Nomi, cognomi, date, luoghi. Tutti catalogati per giorni, mesi, anni. Non era un solo foglio, ce n’erano due. Le labbra ormai serrate, il ghigno ormai sparito.

“Perché le ho riservato questo trattamento mi chiede, perché lei è il peggiore della sua razza. Non si illuda però, non c’è molta dignità in questo come lei ha prima affermato. Un cane che giace per strada morto in una pozza stagnante, infestato di mosche e vermi che ne divorano le membra, ha più dignità di lei. Io non sono quella gente, quella che ha ucciso la sua famiglia”. L’altro lo guardava con aria spavalda, non c’era paura, né odio. Tutte le carte erano al loro posto.

Tris di dieci.

“Mi dica una cosa, se queste carte fossero ora invertite, sarebbe cambiato qualcosa?”. Chiese il primo dopo aver riposto i fogli di carta. L’uomo annuì tre volte col capo.

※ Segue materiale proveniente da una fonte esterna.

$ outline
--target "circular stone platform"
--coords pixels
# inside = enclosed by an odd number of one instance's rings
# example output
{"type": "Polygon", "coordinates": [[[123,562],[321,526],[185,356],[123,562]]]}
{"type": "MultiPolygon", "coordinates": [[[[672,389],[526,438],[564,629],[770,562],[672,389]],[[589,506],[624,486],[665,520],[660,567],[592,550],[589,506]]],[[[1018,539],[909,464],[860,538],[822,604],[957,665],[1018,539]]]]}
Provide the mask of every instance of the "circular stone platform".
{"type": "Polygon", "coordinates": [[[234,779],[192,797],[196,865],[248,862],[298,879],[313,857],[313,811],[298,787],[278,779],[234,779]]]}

“Le manca la sua famiglia? Sua moglie e le sue due figlie?”. L’aria spavalda si dissolse, al suo posto una cupa espressione di rassegnazione.

“Ogni giorno della mia vita”.

“Allora se lei è davvero un uomo e ciò che dice è vero, non desidererebbe mai che quelle carte fossero invertite”. Un ultimo silenzio. All’esterno della miserabile stamberga la notte scorreva tranquilla, i grilli seguitavano con la loro interminabile melodia. I due uomini si guardarono fissi negli occhi, uno di loro osservò le sue due carte. Un otto di quadri e un re di picche, carta alta. Sorrise divertito.

“Allora che cosa stiamo as…”. L’altro tirò fuori l’arma e sparò.